Fewer Injuries and Fatalities on Saskatchewan Roads
Safer driving has led to 19 per cent fewer fatalities and 18 per cent fewer injuries in the first year of tougher traffic safety laws, according to preliminary numbers from SGI. The numbers are for the year-long period July 1, 2014-June 30, 2015. Traffic law changes in Saskatchewan took effect June 27, 2014 as a result of recommendations made by the all-party Special Committee on Traffic Safety.
“Early numbers indicate your safe driving has saved 30 lives and prevented more than 1,200 injuries,” Minister responsible for Saskatchewan Government Insurance (SGI) Don McMorris said. “Way to go, Saskatchewan! Thank you to everyone who changed their driving behaviour for the better, helping us reach our 2015 goal. There is still work to be done so I encourage everyone to keep up your safe driving habits because even one preventable injury or death is too many.”
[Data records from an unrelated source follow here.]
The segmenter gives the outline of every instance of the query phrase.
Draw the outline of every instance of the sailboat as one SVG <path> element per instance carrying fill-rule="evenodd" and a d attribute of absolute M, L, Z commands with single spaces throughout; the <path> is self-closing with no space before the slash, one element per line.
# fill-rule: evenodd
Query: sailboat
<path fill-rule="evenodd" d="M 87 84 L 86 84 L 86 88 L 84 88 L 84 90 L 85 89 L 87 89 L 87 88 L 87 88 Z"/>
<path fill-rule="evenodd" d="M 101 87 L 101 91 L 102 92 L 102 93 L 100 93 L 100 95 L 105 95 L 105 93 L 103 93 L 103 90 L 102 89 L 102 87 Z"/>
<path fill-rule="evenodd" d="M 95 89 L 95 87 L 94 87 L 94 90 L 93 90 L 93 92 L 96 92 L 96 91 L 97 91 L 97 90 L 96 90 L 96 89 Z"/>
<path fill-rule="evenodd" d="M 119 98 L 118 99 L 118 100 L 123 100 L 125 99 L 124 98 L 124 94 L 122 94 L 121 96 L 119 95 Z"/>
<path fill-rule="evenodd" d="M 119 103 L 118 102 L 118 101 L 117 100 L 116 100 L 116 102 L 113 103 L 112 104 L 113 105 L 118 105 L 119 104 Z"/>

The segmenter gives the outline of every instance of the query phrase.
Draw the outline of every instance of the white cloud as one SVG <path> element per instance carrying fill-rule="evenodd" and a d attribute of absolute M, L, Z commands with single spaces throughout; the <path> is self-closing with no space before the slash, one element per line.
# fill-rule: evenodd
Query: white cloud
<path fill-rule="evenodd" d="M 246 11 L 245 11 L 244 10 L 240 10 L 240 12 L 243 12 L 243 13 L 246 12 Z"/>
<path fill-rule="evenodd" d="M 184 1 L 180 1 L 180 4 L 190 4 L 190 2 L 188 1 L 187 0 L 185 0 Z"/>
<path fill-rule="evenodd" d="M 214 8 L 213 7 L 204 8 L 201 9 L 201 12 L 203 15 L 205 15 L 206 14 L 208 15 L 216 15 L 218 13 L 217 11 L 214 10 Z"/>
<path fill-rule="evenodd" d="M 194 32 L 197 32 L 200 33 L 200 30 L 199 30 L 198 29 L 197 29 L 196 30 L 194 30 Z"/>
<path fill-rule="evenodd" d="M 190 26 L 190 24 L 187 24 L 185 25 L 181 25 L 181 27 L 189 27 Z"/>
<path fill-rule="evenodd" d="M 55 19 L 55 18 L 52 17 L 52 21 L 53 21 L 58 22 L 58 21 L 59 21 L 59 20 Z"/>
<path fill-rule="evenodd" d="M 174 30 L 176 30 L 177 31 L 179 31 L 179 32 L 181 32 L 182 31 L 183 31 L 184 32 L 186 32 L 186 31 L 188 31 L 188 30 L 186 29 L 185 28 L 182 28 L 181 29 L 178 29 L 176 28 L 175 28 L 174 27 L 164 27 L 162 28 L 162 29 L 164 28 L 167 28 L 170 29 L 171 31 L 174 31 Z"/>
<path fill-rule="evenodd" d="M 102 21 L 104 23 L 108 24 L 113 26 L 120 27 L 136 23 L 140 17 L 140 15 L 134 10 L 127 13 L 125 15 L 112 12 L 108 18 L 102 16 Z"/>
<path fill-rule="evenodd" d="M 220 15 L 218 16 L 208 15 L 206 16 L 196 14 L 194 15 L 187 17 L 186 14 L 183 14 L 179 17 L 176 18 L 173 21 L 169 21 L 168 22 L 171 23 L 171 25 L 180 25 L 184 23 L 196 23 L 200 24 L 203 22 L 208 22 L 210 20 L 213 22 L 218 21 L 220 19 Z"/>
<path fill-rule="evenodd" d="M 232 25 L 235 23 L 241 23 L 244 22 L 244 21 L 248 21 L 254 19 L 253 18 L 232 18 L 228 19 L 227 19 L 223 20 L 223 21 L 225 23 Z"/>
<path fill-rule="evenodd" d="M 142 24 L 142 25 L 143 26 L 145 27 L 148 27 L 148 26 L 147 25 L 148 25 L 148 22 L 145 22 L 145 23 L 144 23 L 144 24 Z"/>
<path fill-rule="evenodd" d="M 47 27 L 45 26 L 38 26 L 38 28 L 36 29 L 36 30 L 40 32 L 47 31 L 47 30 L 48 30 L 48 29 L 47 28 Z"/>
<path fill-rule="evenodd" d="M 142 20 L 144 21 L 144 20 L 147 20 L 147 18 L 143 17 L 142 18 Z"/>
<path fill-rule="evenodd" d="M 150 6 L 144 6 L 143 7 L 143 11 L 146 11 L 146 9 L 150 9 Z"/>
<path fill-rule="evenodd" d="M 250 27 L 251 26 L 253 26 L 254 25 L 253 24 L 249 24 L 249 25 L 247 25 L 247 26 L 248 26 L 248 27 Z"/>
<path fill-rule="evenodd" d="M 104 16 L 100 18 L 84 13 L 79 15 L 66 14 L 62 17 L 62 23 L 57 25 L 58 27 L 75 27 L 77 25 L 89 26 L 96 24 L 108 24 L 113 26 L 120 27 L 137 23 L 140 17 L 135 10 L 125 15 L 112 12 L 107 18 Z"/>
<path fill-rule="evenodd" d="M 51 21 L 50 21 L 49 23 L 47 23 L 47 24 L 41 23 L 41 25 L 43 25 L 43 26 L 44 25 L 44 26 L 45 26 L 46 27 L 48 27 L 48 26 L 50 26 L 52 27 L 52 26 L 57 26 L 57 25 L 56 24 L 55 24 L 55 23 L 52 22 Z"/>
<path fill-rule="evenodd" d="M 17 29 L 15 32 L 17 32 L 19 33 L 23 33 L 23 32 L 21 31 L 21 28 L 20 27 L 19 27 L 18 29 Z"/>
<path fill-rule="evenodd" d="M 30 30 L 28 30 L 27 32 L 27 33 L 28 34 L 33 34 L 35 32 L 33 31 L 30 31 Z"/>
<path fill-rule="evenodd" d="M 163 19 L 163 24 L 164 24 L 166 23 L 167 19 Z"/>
The Saskatchewan Road Safety Challenge, a province-wide multi-media awareness campaign with a slogan of “We can drive better,” was launched in May 2014, to complement traffic safety law changes. At the time, traffic fatalities and injuries in Saskatchewan were trending up, and government took action to reverse the trend. The goal of the Road Safety Challenge is a 10 per cent reduction in fatalities and injuries in the province by Saskatchewan Day 2015, and a 20 per cent reduction by Saskatchewan Day 2017.
On average, 158 people were killed and nearly 6,900 people were injured in traffic collisions each year in Saskatchewan prior to implementation of the new traffic laws.* Although SGI anticipates the numbers will increase slightly, for the year-long period of July 1, 2014-June 30, 2015 there have been 128 fatalities and about 5,600 injuries reported as of October 1, 2015 – 19 per cent fewer fatalities and 18 per cent fewer injuries.**
“It’s very encouraging to see fewer fatalities and injuries, but we all need to maintain safe driving habits and learn new ones and ongoing education, awareness and enforcement will help,” McMorris said. “We can drive better and make our roads safer for everyone. At the end of the day, we all want to make it to our destination, or home to our families, safe and sound.”
The Special Committee on Traffic Safety was formed by government in 2013 to address the high rate of injuries and deaths on Saskatchewan’s roads. Law changes focused on tougher penalties for high-risk driving offences, such as impaired driving, distracted driving and speeding. The committee also recommended a stronger focus on traffic safety awareness and education activities. Preliminary data for the year following implementation of the recommendations shows fewer people are being killed and injured in impaired driving, distracted driving and speed-related collisions. The number of impaired driving roadside suspensions and unauthorized driver vehicle seizures has also gone down.
For more information on the Road Safety Challenge and traffic law changes, visit SGI’s website at www.sgi.sk.ca.
Drivers are encouraged to share their safe driving behaviour changes and ideas on Facebook and Twitter using the hashtag #wecandrivebetter.
* Based on the four-year average from July 1, 2010-June 30, 2014.
** 2014 and 2015 numbers are preliminary and will change as investigations are ongoing, and SGI receives additional police and coroner reports. These figures reflect information that is known to SGI as of October 1, 2015.